# I put the wheels up on FeeBay



## SilverBullet08 (Nov 28, 2022)

Here’s the link.









						Schwinn S7 24" Rim wheel set front rear bendix early 60s nice Shape  | eBay
					

<p>Schwinn S7 24" Rim wheel set front rear bendix early 60s nice Shape. </p><p>In decent shape. US shipping or local pickup only</p>



					www.ebay.com


----------



## SilverBullet08 (Dec 4, 2022)

Auction ending soon


----------



## GTs58 (Dec 4, 2022)

No mention of them being painted?


----------



## SilverBullet08 (Dec 5, 2022)

GTs58 said:


> No mention of them being painted?



I did not do it. I bought them that way.


----------



## SilverBullet08 (Dec 7, 2022)

I found out from an actual Schwinn expert,that these are original and were painted from the factory. GTs58 what was the point of your post?DOTM???


----------



## phantom (Dec 7, 2022)

The only way I have ever seen original S7's is chrome or white.


----------



## rustjunkie (Dec 7, 2022)

🤔
i’ve never seen factory silver painted spoke nipples on anything


----------



## GTs58 (Dec 7, 2022)

SilverBullet08 said:


> I found out from an actual Schwinn expert,that these are original and were painted from the factory. GTs58 what was the point of your post?DOTM???



What is DOTM????
I first saw this on my phone and the pictures had me wondering. They were originally painted ivory/white and then repainted silver. Note the info block in your listing. Next to "Modified item".


----------



## SilverBullet08 (Dec 10, 2022)

phantom said:


> The only way I have ever seen original S7's is chrome or white.

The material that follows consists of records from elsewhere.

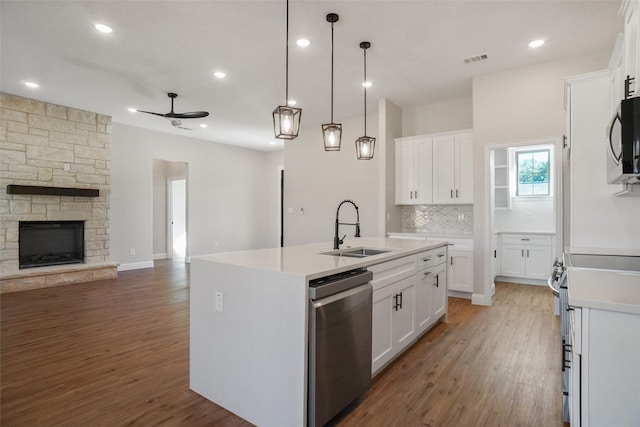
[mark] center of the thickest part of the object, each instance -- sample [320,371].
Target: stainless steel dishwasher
[339,342]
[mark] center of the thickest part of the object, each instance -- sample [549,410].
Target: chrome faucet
[337,241]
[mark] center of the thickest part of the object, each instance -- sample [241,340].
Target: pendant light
[365,145]
[286,119]
[332,132]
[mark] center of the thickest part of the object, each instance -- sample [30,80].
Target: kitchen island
[249,323]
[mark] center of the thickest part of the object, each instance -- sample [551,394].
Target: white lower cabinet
[409,296]
[460,274]
[525,256]
[393,316]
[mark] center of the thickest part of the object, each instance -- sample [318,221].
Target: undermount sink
[357,252]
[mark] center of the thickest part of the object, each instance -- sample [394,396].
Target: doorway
[515,205]
[177,213]
[170,210]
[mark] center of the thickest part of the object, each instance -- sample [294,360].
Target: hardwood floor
[116,352]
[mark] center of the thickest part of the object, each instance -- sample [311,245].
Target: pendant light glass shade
[332,136]
[365,145]
[286,119]
[332,132]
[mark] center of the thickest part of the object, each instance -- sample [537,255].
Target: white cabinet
[427,164]
[414,179]
[605,388]
[460,277]
[393,313]
[501,181]
[525,255]
[453,168]
[439,295]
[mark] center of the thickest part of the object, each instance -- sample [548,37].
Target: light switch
[219,302]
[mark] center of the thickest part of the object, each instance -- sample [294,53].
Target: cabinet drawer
[439,255]
[526,239]
[391,271]
[425,259]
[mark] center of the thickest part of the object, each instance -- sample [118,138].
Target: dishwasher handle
[330,285]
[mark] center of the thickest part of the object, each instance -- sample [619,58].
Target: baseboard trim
[135,266]
[478,299]
[459,294]
[521,280]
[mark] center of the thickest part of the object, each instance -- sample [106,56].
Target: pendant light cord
[365,92]
[286,73]
[332,72]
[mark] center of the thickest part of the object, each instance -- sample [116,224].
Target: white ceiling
[157,47]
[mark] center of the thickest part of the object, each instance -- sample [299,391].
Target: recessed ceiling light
[103,28]
[536,43]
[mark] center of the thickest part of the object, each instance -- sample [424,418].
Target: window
[532,173]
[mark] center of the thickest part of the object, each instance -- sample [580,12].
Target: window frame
[549,182]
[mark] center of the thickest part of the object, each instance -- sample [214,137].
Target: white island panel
[251,357]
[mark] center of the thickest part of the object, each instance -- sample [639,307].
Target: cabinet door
[426,279]
[423,171]
[439,295]
[404,320]
[404,172]
[512,261]
[382,324]
[464,168]
[538,259]
[460,274]
[443,169]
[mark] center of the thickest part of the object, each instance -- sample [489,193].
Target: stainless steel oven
[558,284]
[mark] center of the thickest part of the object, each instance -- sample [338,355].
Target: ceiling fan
[176,118]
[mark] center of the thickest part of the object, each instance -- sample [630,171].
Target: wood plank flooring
[115,353]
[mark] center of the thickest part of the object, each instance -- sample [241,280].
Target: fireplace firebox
[43,243]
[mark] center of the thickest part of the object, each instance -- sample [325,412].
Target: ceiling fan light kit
[286,119]
[365,145]
[332,132]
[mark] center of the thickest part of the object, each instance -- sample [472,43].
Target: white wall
[317,181]
[228,189]
[516,105]
[438,117]
[390,127]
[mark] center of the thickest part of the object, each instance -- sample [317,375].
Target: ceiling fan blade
[189,115]
[151,112]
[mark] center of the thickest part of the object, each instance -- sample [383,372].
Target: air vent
[476,58]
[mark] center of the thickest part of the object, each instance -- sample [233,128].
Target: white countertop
[308,260]
[604,289]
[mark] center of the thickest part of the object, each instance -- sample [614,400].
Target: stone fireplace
[54,167]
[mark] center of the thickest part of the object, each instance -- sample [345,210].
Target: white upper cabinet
[434,169]
[453,168]
[413,171]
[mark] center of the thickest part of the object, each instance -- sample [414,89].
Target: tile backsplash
[438,219]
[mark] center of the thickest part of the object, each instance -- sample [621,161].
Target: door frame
[557,142]
[170,254]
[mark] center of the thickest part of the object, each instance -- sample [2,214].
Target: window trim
[549,182]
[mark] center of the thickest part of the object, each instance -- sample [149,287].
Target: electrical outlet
[219,302]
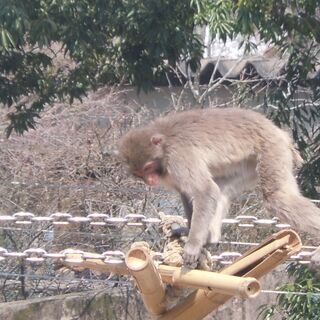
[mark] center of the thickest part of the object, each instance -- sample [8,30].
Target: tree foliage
[296,306]
[107,41]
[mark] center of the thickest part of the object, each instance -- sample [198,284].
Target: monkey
[210,157]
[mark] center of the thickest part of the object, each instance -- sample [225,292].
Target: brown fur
[211,156]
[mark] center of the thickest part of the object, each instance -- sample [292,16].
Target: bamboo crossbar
[214,289]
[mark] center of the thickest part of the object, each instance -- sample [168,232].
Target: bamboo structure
[213,289]
[147,278]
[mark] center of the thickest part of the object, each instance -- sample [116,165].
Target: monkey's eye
[138,173]
[149,167]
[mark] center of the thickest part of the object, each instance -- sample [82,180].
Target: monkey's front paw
[191,254]
[214,236]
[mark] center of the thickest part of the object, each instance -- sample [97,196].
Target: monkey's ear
[157,139]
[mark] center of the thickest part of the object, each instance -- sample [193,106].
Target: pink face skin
[149,174]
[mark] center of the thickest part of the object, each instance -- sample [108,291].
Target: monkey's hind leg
[281,193]
[222,209]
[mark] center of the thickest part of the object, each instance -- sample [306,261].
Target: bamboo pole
[255,263]
[183,277]
[245,287]
[147,278]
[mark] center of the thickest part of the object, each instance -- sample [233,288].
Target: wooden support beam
[147,278]
[255,263]
[215,288]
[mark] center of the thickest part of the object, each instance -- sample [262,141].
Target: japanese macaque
[210,157]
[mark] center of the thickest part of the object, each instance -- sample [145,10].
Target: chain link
[140,220]
[38,255]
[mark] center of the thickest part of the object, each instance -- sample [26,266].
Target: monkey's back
[217,133]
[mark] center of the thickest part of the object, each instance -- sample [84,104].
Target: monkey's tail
[297,159]
[296,210]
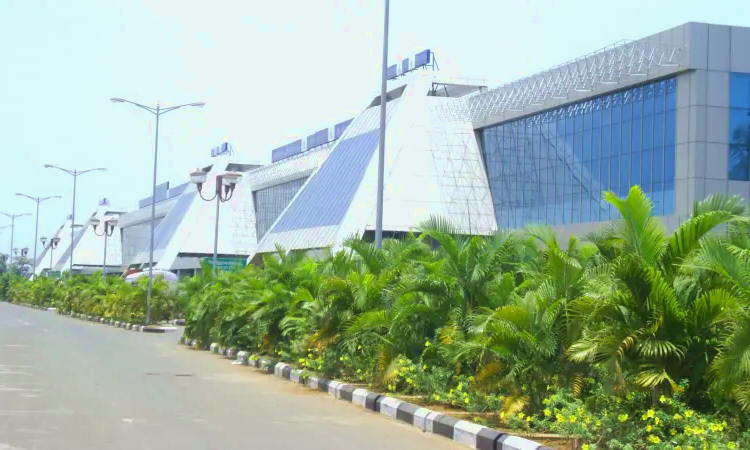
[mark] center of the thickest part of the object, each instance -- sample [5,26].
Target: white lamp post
[225,182]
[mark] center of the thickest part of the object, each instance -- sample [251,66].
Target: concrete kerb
[468,433]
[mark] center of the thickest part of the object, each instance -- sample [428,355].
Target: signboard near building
[228,264]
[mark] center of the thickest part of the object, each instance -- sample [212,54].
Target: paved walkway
[68,384]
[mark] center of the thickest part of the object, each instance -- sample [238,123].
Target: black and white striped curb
[468,433]
[125,325]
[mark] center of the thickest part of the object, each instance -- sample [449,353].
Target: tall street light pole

Ok but they don’t look like spray paint to me. I don’t know


----------



## SilverBullet08 (Dec 28, 2022)

Still time left,and reserve met so they will sell


----------



## Freqman1 (Dec 28, 2022)

SilverBullet08 said:


> Still time left,and reserve met so they will sell



It looks like this were listed numerous times with the high bid being about $35. This last auction started at $5 and the first bid was $160? Like others pointed out a pretty poor repaint just saying something isn't adding up here to me.


----------



## SilverBullet08 (Dec 28, 2022)

Freqman1 said:


> It looks like this were listed numerous times with the high bid being about $35. This last auction started at $5 and the first bid was $160? Like others pointed out a pretty poor repaint just saying something isn't adding up here to me.

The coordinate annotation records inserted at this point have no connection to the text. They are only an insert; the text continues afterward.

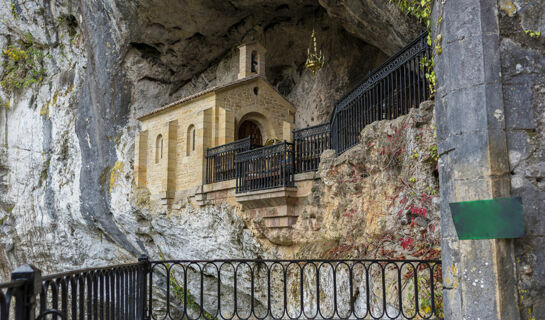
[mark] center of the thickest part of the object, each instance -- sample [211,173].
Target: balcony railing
[265,168]
[220,160]
[309,145]
[229,289]
[385,94]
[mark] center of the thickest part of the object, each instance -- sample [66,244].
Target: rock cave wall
[66,191]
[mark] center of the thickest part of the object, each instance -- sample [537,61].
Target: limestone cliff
[66,190]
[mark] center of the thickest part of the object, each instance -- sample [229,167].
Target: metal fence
[309,144]
[265,168]
[386,93]
[220,160]
[229,289]
[115,292]
[295,289]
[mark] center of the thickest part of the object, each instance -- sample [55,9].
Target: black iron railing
[220,160]
[229,289]
[116,292]
[295,289]
[386,93]
[309,144]
[265,168]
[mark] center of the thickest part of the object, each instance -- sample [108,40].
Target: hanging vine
[421,10]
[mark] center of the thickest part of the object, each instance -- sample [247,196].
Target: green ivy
[23,66]
[533,34]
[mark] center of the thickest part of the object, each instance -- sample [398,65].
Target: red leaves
[419,211]
[405,243]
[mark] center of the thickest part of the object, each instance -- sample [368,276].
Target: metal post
[26,297]
[143,271]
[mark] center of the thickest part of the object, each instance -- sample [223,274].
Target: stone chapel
[171,146]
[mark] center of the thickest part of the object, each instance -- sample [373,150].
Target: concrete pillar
[168,163]
[478,274]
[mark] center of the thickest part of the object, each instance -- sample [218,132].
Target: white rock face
[67,143]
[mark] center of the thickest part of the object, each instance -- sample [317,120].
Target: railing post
[25,297]
[143,271]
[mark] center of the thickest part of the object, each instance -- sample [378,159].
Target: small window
[159,148]
[254,62]
[191,140]
[193,143]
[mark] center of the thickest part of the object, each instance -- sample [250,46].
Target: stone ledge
[268,196]
[312,175]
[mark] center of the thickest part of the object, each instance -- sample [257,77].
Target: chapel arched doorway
[249,128]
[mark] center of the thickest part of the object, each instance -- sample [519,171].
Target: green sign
[488,219]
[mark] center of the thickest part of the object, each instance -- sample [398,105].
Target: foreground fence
[220,160]
[295,289]
[229,289]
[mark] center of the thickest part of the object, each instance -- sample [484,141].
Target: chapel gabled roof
[211,90]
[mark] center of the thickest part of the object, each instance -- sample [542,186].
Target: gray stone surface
[474,161]
[523,73]
[66,146]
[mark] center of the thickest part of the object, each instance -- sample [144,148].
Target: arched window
[159,148]
[191,139]
[254,62]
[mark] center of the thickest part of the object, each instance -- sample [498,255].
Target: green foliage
[23,66]
[533,34]
[181,294]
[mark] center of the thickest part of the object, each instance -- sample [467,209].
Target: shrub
[23,66]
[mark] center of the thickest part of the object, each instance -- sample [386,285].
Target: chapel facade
[171,146]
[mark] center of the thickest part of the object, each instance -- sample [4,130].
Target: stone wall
[490,131]
[215,116]
[523,81]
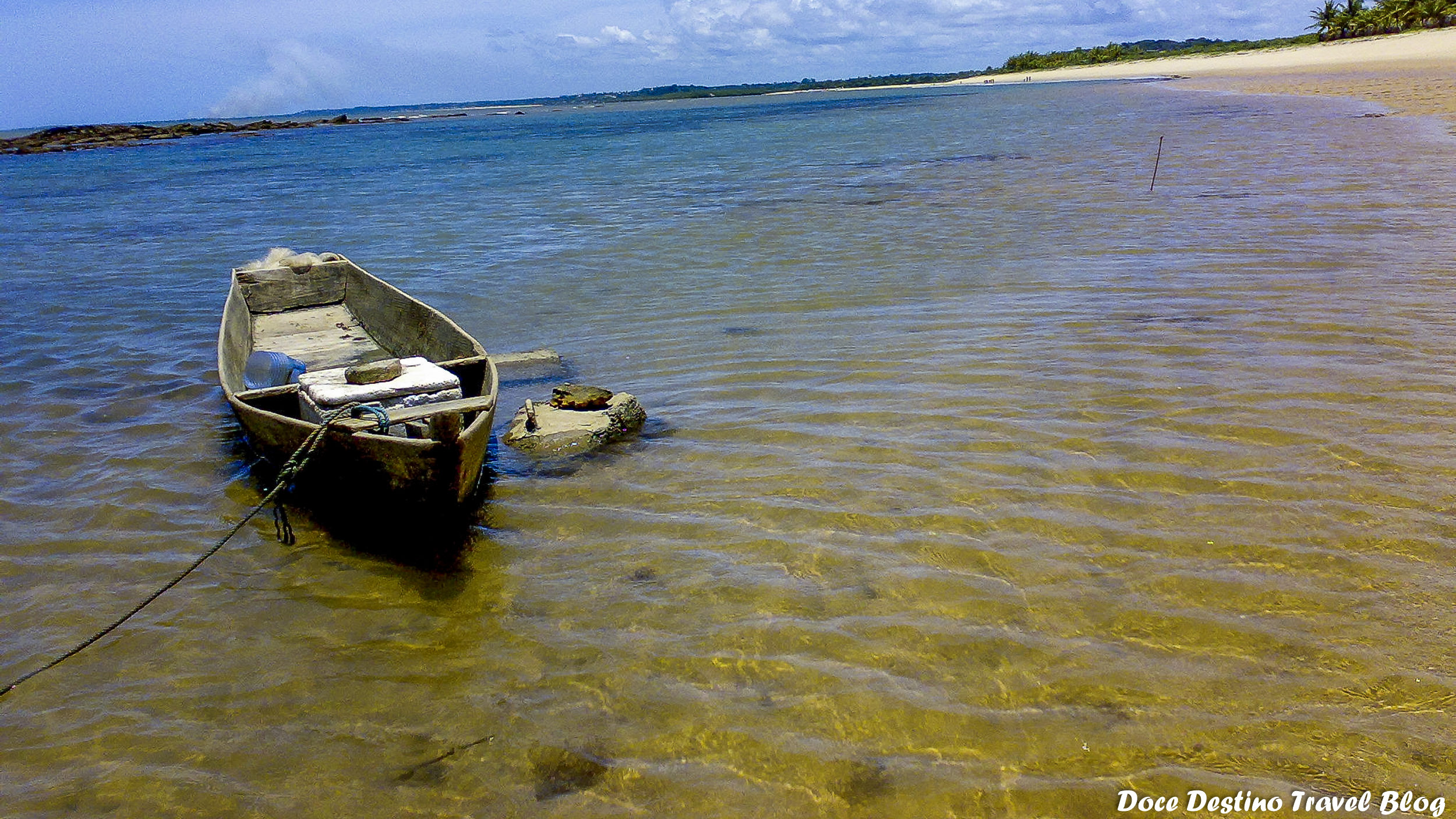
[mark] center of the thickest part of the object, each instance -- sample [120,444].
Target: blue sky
[72,62]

Yes my reserve was met,whether you like it or not.


----------



## Robert Troub (Dec 28, 2022)

SilverBullet08 said:


> I did not do it. I bought them that way.



Right...but you want to give the best description as possible....


----------



## Robert Troub (Dec 28, 2022)

Freqman1 said:


> It looks like this were listed numerous times with the high bid being about $35. This last auction started at $5 and the first bid was $160? Like others pointed out a pretty poor repaint just saying something isn't adding up here to me.



24" wheels can be a slow sale.....I would list them as a bin, with maybe a best offer option....


----------



## Tom Carroll (Dec 28, 2022)

Should have pointed out they were repainted it’s just good buisness, not everyone is going to be able to see that and if a non educated buyer gets them thinking chrome well they will be coming back


----------



## SilverBullet08 (Jan 4, 2023)

Sold,shipped,customer is satisfied!!!End of story!!!Oh my,we got a bunch of whiny snowflakes on here,geez!


----------



## Freqman1 (Jan 4, 2023)

SilverBullet08 said:


> Sold,shipped,customer is satisfied!!!End of story!!!Oh my,we got a bunch of whiny snowflakes on here,geez!



You got lucky and found a sucker little buddy.


----------



## 49autocycledeluxe (Jan 4, 2023)

nice shape.... funny stuff.


----------



## Robert Troub (Jan 4, 2023)

SilverBullet08 said:


> Sold,shipped,customer is satisfied!!!End of story!!!Oh my,we got a bunch of whiny snowflakes on here,geez!






Freqman1 said:


> It looks like this were listed numerous times with the high bid being about $35. This last auction started at $5 and the first bid was $160? Like others pointed out a pretty poor repaint just saying something isn't adding up here to me.



Something very odd about this sale......


----------



## Robert Troub (Jan 4, 2023)

SilverBullet08 said:


> Sold,shipped,customer is satisfied!!!End of story!!!Oh my,we got a bunch of whiny snowflakes on here,geez!



You are one lucky sob...with no mention of repaint......oh well.......


----------



## Tom Carroll (Jan 4, 2023)

Oh man….your wrong but we are all snowflakes..classic


----------